Il Vangelo di oggi (Giovanni 20, 19-31) ha molti insegnamenti preziosi. Intanto si parla di “otto giorni dopo” (Giovanni 20, 26). E’ Gesù stesso che istituisce, con le sue apparizioni, il ritmo settimanale della celebrazione eucaristica. E’ il giorno primo e ottavo. Cioè siamo nel giorno che non ha più tramonto, perché tutto è ormai illuminato dalla luce del Risorto. Quando leggiamo i Vangeli, nei nostri incontri liturgici, incominciamo sempre dicendo: “In quel tempo…”, perché il racconto che proclamiamo ci ri-presenta l’evento. Così diventiamo contemporanei e partecipi dell’evento che ci viene proclamato nella lettura del Vangelo durante la Messa. La Domenica ha dunque un ritmo settimanale e la parola significa: “Giorno del Signore”. In ebraico poi non esistevano le cifre arabiche (diffuse in Occidente da Fibonacci Leonardo, matematico pisano del secolo XII), ma si utilizzavano le lettere dell’alfabeto. Otto è la somma dei numeri delle lettere della parola Masiah, che vuol dire Messia (= Cristo).

Il Vangelo di oggi incomincia con il giorno di Pasqua. Gli Apostoli erano riuniti in una casa di Gerusalemme con le porte chiuse (forse nel Cenacolo). Avevano paura, perché le autorità religiose avevano spiccato un mandato di cattura per Gesù e i suoi discepoli. I capi volevano far condannare il Signore, reo confesso di bestemmia (Luca 22, 70-71), non secondo la Legge Mosaica, che prevedeva la lapidazione (Levitico 24, 16), ma secondo la Legge romana, e cioè con la condanna alla crocifissione. Con questa condanna ignominiosa si voleva far sparire anche la dottrina di Gesù, che, se messa in pratica, avrebbe distrutto la religione tradizionale, per instaurare il Regno di Dio, aperto all’umanità intera, non più fondata sulla Legge Mosaica, ma sul precetto dell’amore misericordioso di Dio. Per questo i discepoli erano rinchiusi, forse nel Cenacolo. Gesù apparendo disse: “Shalom = Pace a voi!” (Giovanni 20, 19). E’ il saluto del Cristo risorto, vittorioso. Grazie alla sua risurrezione, ha vinto il Mondo, il peccato e la morte. Agli Apostoli stupefatti Gesù si presenta non come il Gesù di Nazareth crocifisso, ma come il Crocifisso Risorto. Per questo Egli mostra loro le mani, i piedi, il costato e cioè i segni della sua Passione, che resteranno per sempre sul suo corpo glorioso.

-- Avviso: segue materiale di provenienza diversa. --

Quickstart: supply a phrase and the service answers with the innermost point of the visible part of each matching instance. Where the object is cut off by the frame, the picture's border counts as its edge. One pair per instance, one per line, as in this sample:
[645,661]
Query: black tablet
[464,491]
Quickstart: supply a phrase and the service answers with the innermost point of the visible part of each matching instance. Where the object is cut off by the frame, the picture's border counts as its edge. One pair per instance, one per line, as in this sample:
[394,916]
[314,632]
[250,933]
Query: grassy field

All’apparizione di Gesù, la sera di Pasqua, non c’era Tommaso. Il Cristo si è fatto vivo in mezzo alla comunità dei discepoli. Perché è sempre nell’Eucaristia, celebrata insieme, che sperimentiamo la presenza del Signore, come amore donato e poi comunicato (= nell’annuncio del Vangelo agli altri e nel servizio fraterno). Tommaso non c’era, perché non era pauroso come gli altri. Egli aveva detto, quando Gesù espresse la volontà di andare a Betania per far risuscitare Lazzaro: “Andiamo anche noi a morire con Lui” (Giovanni 11, 16). La sera di Pasqua dunque, Tommaso, detto Didimo (= gemello in greco) non c’era. I discepoli, una volta che Tommaso fu di nuovo in mezzo a loro, dissero: “Abbiamo visto il Signore!” (Giovanni 20, 25). E Tommaso: “Se non vedo nelle sue mani il segno dei chiodi… e non metto la mia mano nel suo fianco, non credo!”. Sembra che in questo modo sia messa in risalto l’incredulità di Tommaso. Anche il celebre quadro del pittore Caravaggio (1571-1610) pare sostenere questa interpretazione. Ma non è così. E lo dice espressamente il biblista Alberto Maggi. Infatti la domenica successiva, quando Gesù si presentò, Tommaso c’era. E il Cristo lo interpellò: “Metti qui il tuo dito… Tendi la tua mano…” (Giovanni 20, 27). Tommaso rispose: “Mio Signore e mio Dio!” (Giovanni 20, 28). E’ la più alta espressione di fede in Gesù, come Cristo e come Figlio di Dio di tutti i Vangeli.

Tommaso è detto Didimo, che vuol dire gemello. Forse Tommaso è gemello di Gesù, perché come Lui, è disposto a dare la vita. Ma può essere gemello di ognuno di noi, perché, partecipando all’Eucaristia, vogliamo essere come Tommaso, disposti a donare la vita per il servizio del prossimo. Cioè mettendo in pratica il comandamento della carità, l’unico che il Signore ci ha lasciato (Giovanni 13, 34). Infatti l’amore del prossimo ci permette di sperimentare la presenza di Gesù Risorto e di entrare nel Regno di Dio.